Martin (1992: 108):
What is perhaps best treated as a hypothesis then is that English uses the unmarked realisations a and /∧sm/ when it does not wish to comment on the centrality of the participant being introduced. However, if it does wish to comment, it scales deictics along the following cline:
least central #||$ He asked any guy he met there. (pl. — any guys) He asked /some/ guy he met there. (pl. — guys) He asked one guy he met there. (pl. — /some/ guys) He asked this guy he met there. (pl. — these guys) most central
 This is not a valid conclusion from the premiss from which it is derived (p107):
Unpublished analyses undertaken in conjunction with this research showed that mass and plural nouns lacking an indefinite article (e.g. frogs, grass) provided referents for other nominal groups three times less often than when an indefinite article was present (e.g. some frogs, some grass). This misconstrues reference to referents as comment on participants.

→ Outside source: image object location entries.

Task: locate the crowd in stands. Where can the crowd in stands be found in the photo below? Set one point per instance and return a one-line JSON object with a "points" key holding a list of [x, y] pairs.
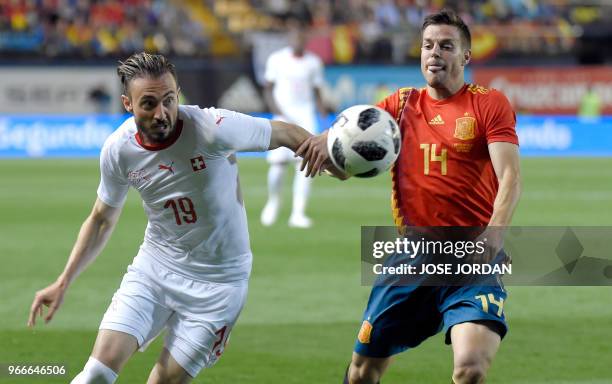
{"points": [[365, 30], [97, 28]]}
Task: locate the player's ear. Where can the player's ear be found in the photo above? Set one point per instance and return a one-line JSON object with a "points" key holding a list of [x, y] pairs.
{"points": [[467, 56], [127, 103]]}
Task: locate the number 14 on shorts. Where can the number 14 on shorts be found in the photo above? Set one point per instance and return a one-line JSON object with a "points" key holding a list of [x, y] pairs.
{"points": [[489, 299]]}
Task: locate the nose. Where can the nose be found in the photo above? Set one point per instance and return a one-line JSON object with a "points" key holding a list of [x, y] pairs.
{"points": [[435, 51], [160, 112]]}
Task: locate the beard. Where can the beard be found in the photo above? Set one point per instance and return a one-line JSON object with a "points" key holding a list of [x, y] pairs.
{"points": [[156, 132]]}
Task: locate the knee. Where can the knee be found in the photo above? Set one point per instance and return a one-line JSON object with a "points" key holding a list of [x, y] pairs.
{"points": [[469, 374], [161, 376], [95, 372], [362, 372]]}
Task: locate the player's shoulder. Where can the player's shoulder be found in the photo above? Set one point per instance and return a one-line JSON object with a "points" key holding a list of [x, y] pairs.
{"points": [[121, 135], [485, 94], [280, 54], [312, 57]]}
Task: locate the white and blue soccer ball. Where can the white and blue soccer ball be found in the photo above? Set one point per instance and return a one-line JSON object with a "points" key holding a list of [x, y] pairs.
{"points": [[364, 141]]}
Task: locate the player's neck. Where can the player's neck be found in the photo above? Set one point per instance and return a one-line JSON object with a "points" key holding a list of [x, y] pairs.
{"points": [[444, 92]]}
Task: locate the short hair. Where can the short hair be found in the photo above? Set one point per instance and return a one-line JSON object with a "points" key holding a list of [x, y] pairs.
{"points": [[144, 65], [449, 17]]}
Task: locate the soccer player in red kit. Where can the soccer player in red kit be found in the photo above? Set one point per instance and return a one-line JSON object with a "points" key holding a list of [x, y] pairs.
{"points": [[458, 166]]}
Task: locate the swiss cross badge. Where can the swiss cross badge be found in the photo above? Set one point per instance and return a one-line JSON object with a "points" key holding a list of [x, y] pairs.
{"points": [[197, 163]]}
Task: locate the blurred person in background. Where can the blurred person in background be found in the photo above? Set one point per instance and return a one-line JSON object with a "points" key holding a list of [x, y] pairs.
{"points": [[292, 91], [590, 105]]}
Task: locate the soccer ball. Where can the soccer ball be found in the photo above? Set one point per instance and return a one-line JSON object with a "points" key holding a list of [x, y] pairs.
{"points": [[363, 141]]}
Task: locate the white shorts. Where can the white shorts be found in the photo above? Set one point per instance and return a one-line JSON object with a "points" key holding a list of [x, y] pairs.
{"points": [[199, 315], [283, 154]]}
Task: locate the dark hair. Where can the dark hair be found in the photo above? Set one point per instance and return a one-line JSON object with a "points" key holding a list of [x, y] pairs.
{"points": [[144, 65], [448, 17]]}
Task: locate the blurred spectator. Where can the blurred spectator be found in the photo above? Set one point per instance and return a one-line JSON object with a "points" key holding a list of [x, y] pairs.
{"points": [[98, 27], [354, 30], [590, 105]]}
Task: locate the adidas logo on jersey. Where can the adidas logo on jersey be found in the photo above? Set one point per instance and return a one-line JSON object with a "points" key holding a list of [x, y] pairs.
{"points": [[436, 120]]}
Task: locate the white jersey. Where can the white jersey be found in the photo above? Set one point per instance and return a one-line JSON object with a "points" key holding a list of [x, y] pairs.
{"points": [[197, 223], [295, 78]]}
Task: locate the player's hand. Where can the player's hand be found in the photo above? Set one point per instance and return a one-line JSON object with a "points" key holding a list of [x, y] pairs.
{"points": [[493, 240], [316, 158], [52, 297]]}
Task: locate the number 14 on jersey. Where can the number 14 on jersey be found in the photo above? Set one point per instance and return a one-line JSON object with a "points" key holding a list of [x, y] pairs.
{"points": [[430, 155]]}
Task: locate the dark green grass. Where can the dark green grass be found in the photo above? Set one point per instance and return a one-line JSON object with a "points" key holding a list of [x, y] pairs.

 This confuses the "centrality" of participants (experiential metafunction) with potential referents (textual metafunction).
 This misconstrues reference to referents (textual metafunction) as the introduction of participants (experiential metafunction).
 On the one hand, this is a bare assertion unsupported by data or argument, while on the other hand, it confuses deixis with reference. Moreover, it mistakenly attributes reference functions to non-specific Deictics (any, some, one). The only genuine instance of reference (this/these) is a case of structural cataphora, in which 'the reference is resolved in the same nominal group where the reference item appears' and the Deictic 'is used to indicate that the Qualifier of a nominal group is to be taken as defining' (Halliday & Matthiessen (2014: 625).